Similarly, figures indicate that Africa is some way behind in terms of irrigation farming; only 5% of Africa’s cultivable land is irrigated, in comparison with the rest of the developing world, where 30% is. The comparative count of pumps, diesel engines and other equipment for irrigation is also very low.
New enthusiasm for mechanisation
Yet certain countries have shown an impressive new appetite for mechanisation. In Rwanda, the mechanisation process is showing glimmers of a breakthrough – major tractor manufacturing companies such as Massey Ferguson and Ford now distribute their products in the Eastern Province, although numbers remain modest. Workshops have also begun to proliferate in the country in order to aid farmers with maintenance, upkeep and repair of their equipment.
Ghana is also making progress in this area, according to a recent report by the FAO. The number of imported tractors has risen in recent years, owing to the government’s mechanisation programme. Between 2004 and 2006, 3,000 tractors, mainly from India, China, Japan and Czech Republic, were imported – a trend that has continued with thousands more imported.
Encouragingly, Ghanaian farmers have shown great enthusiasm for such products and demand is high. The government has also introduced financial support structures to help farmers make purchases. Agricultural machinery is imported free of tax duties. Tractors are also subsidised and buyers have been able to space out their payments over three years.
Similarly, in Mali, the former government imported an increasing number of tractors from India and subsidised their prices. Farmers that cultivate rice and cotton have also been given access to loans to buy mechanisation products.

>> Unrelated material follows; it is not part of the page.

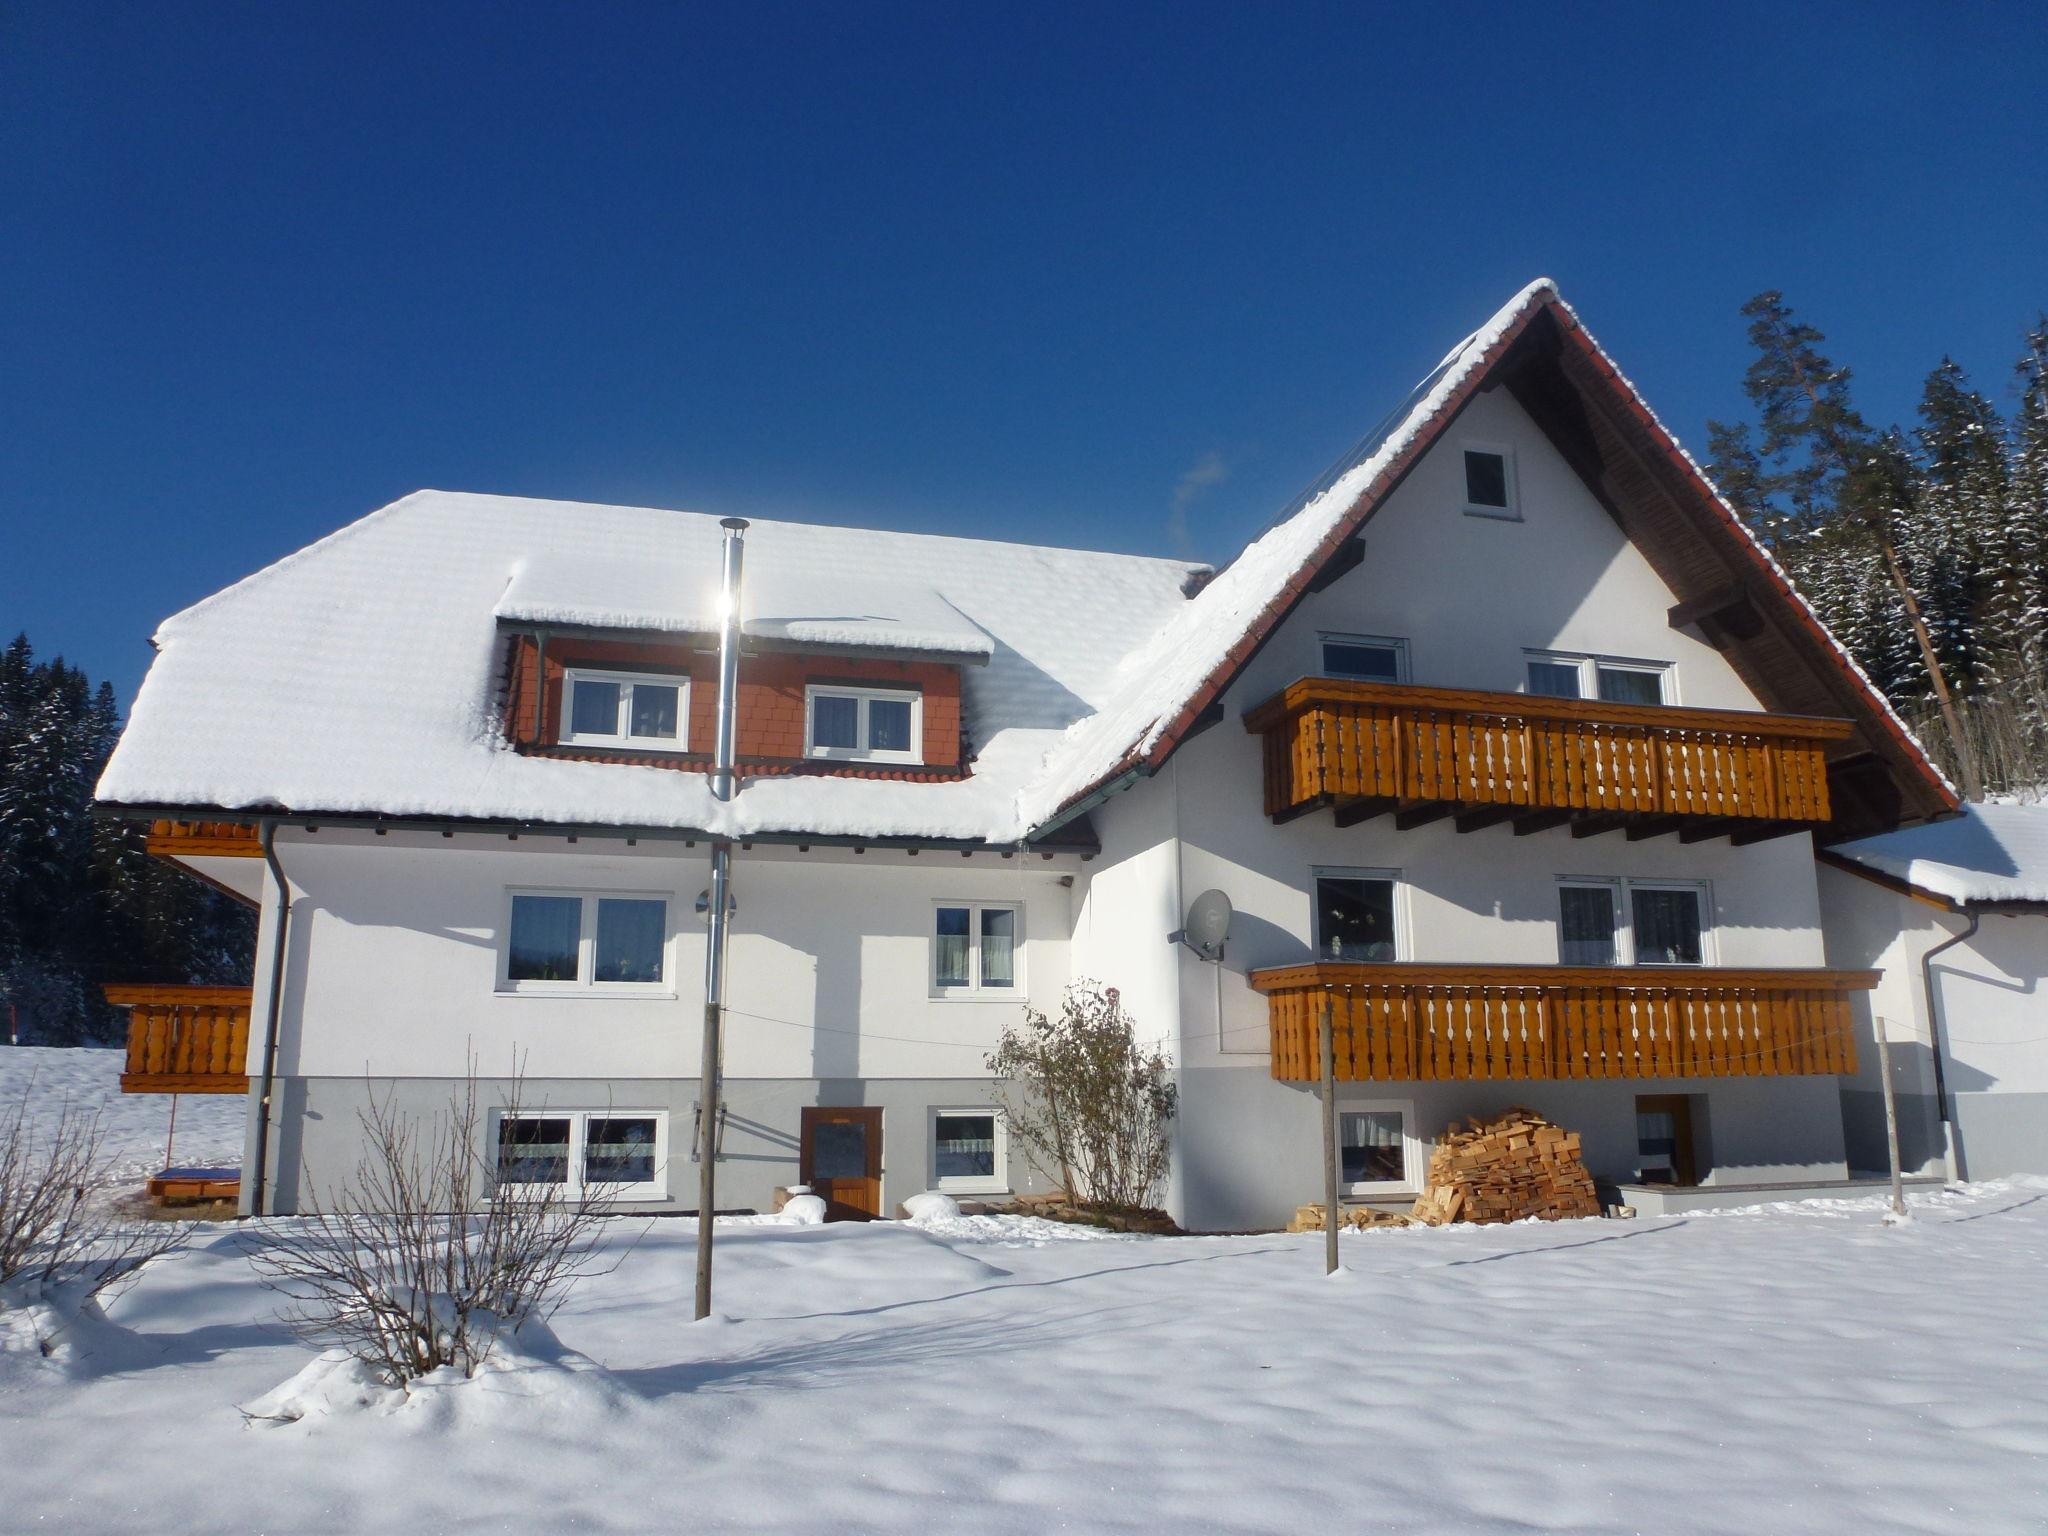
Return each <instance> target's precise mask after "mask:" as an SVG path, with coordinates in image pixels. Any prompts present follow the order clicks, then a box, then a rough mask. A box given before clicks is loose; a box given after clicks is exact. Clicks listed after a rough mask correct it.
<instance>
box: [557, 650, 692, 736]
mask: <svg viewBox="0 0 2048 1536" xmlns="http://www.w3.org/2000/svg"><path fill="white" fill-rule="evenodd" d="M688 719H690V682H688V678H682V676H676V674H653V672H596V670H590V668H567V670H565V672H563V678H561V741H563V743H565V745H578V748H592V745H594V748H666V750H672V752H680V750H684V748H686V745H688V729H686V721H688Z"/></svg>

Younger farmers have been targeted in particular – tractors have been supplied to young Malians at heavily subsidised and interest-free prices with the money payable over 10 years. Budding Malian farmers have also benefited from business plan training.
Local manufacture vital
Not all agricultural breakthroughs that the continent has experienced in recent years have been government-led. International organisations have also made contributions to improving mechanisation.
One area where they have made their mark is in irrigation. Their single most important contribution: the treadle pump. Its impact on farming in certain pockets of Africa has been significant. In Tanzania, the Participatory Irrigation Development Project has boosted farm income by 86%. In Zimbabwe, the EU-funded Maunganidze Irrigation Scheme also resulted a 200% hike in income levels for participants.
A common complaint of business-minded African enthusiasts is that discourses pertaining to African agriculture are often devoid of business focus and attention to the role, hopes and fears of crucial private sector investors.
But, according to experts, commercialism is key to success, and it is the role of non-commercial actors to facilitate its growth: “The main challenge is to improve the business climate for private entrepreneurs – including small farmers – to build up agriculture as a business. This means improving public infrastructure – roads, water, energy, telecoms – as well as more predictable and enforced policies governing agricultural inputs and markets,” says Steven Schonberger of IFAD.
Nonetheless, mechanisation still presents a number of challenges for investors. Firstly, equipment costs are still prohibitive for many farmers. Despite the efforts of importing companies to price equipment as competitively as possible, the cost remains stubbornly high, around double of that in Asia. There is also a dearth of companies providing spare parts in Africa, which means availability of these crucial products is also low and many farmers lack adequate training in how to operate and maintain them.
Experts recommend a number of measures to address this. They include boosting private sector investment in local manufacturing of equipment and spare parts and providing formal training to farmers in the maintenance and operation of their equipment.